Ci sono fenomeni antropici che costringono a interrogarsi sulla psiche umana: comprenderli appare spesso difficile, talvolta risulta profondamente inquietante, ma non di meno necessario se non si vuole cadere nella facile tentazione di sbarazzarcene frettolosamente etichettandoli come “disumani” – il che costituisce una chiara contraddizione in termini dato che è di comportamenti umani che parliamo e che, per dirla con Publio Terenzio Afro, “humani nihil a me alienum puto“, neppure le sue più efferate nefandezze.
L’indagine di alcuni di questi fenomeni costituisce una delle due direttrici attorno alle quali si snoda il volume collettaneo Diritti umani e intervento psicologico, a cura di Pietro Barbetta e Gabriella Scaduto, con prefazione di Fausto Pocar e postfazione di Luigi Zoja, edito da Giunti (2021, pp. 220, euro 22); l’altra l’analisi delle ricadute psicopatologiche, e più in generale sul disagio esistenziale, di chi ne è stato vittima. Il testo ricostruisce e indaga esperienze tra loro anche molto diverse quali il fenomeno dei disaparecidos argentini, le pratiche e i luoghi di tortura, i genocidi – con particolare attenzione a quello armeno –, le persecuzioni razziali, gli stupri di guerra, i diritti violati dei bambini, i comportamenti omofobici, la violenza sui minori, la psicologia e il diritto dell’emergenza (di particolare attualità) e, più in generale, le pratiche di violazione dei diritti umani nel mondo.
Tredici contributi per questo molto eterogenei, dei quali non è possibile rendere conto nemmeno sinteticamente nel breve spazio di questo contributo, nei quali è possibile scorgere due principali movimenti: da una parte un’analisi, a partire da Al di là del principio di piacere di Freud (1920), dell’esistenza di pulsioni distruttive, autodistruttive e di morte nella psiche umana – che potrebbero idealmente concludersi con il riconoscimento di Un terribile amore per la guerra di James Hillman (2005) – integrate però da uno sguardo più ampio sulle dinamiche socio-culturali che li innervano, sulla scia dei contributi della Scuola di Francoforte e degli studi su La personalità autoritaria e su Autorità e famiglia, per non ridurli a patologie individuali ma a prodotti preoccupanti di un ambiente evidentemente disfunzionale; dall’altra, l’indagine sulle conseguenze esistenziali e sulle possibilità di una loro presa in carico e riparazione, dal punto di vista clinico, politico, giuridico e formativo, con particolare attenzione agli scenari futuri, in chiave anche apertamente pedagogica.

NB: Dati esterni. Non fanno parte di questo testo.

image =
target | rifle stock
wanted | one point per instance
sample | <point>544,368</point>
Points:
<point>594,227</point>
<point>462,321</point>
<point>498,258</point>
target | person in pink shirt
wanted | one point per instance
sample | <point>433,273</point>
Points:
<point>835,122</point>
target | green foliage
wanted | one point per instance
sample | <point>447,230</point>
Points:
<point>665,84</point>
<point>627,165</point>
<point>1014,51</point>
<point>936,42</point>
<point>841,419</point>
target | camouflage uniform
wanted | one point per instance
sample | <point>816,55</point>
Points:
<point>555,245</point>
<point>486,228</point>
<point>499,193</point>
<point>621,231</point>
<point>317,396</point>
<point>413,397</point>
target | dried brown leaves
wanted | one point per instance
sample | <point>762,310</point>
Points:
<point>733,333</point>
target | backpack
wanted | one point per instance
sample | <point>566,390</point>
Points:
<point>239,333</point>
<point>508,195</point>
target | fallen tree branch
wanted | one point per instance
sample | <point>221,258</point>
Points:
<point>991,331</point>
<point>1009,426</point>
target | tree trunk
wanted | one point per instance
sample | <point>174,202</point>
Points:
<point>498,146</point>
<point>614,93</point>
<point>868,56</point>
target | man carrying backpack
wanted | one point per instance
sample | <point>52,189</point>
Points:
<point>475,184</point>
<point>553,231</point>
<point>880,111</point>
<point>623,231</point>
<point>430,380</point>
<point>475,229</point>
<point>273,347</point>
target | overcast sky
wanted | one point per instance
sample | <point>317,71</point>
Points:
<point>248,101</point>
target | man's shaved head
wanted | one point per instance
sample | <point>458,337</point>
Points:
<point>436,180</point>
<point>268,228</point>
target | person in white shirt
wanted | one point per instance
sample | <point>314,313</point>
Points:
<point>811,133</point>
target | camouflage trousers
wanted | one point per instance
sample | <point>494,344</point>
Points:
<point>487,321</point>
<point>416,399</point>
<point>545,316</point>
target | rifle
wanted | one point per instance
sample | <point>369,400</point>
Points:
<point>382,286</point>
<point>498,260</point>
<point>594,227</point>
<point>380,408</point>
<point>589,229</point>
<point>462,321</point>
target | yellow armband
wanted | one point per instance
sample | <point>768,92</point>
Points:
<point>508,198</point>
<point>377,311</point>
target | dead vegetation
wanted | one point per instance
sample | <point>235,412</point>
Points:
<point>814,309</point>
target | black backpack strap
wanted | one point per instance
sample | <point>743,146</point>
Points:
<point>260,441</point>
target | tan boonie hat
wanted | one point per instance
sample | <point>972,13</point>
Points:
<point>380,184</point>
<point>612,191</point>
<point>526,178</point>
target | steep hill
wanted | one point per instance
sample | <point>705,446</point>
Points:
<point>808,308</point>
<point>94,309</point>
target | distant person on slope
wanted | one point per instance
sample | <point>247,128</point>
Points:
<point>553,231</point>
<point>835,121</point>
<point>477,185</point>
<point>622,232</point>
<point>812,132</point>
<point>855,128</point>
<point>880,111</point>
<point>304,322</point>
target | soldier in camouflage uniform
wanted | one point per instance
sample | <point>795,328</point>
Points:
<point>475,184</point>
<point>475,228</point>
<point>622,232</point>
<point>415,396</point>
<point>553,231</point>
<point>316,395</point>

Il primo movimento indaga come sia stato possibile “pensare e mettere in atto processi razionali, imprenditoriali, in grado di usare la tecnica e manipolare la scienza ai fini distruttivi: la chimica (i gas per lo sterminio), la logistica, (le tecniche di massacro di massa), la biologia (le teorie sulla degenerazione e sull’esistenza di razze umane), la medicina (il concetto di eutanasia), la morale (“se potessero parlare ci chiederebbero di sopprimerli”) e anche la psicologia (il QI come misurazione genetica dell’intelligenza)”; la seconda prova ad offrire strumenti affinché simili scenari non si ripetano, o meglio, affinché le coscienze dei singoli individui e delle collettività, sviluppino anticorpi più solidi rispetto al passato, a partire da testimonianze e laboratori ispirati proprio alla cura di chi ne è stato vittima. Appare in entrambi i casi evidente la necessità di lavorare a una consapevolezza maggiore della relazione ricorsiva che lega esperienze individuali e tessuto collettivo, anche e soprattutto culturale, prima ancora che politico e terapeutico – naturalmente indispensabili.
In questo senso risulta particolarmente interessante il contributo di Gabriele Nissim su La filosofia di Gariwo. Educare, con la memoria dei giusti, all’ottimismo e alla responsabilità. Gariwo è infatti l’acronimo di Garden Rightous Worldwide una onlus fondata a Milano nel 1999 che promuove un approccio pedagogico che contrasta il diffusissimo vissuto d’impotenza dei singoli di fronte a scenari avvertiti come enormemente più grandi di loro, dimostrando come il ruolo attivo di alcuni “giusti” si sia rivelato determinante per la sorte di un considerevole numero di persone durante le stagioni più buie della persecuzione umana nei diversi genocidi della storia.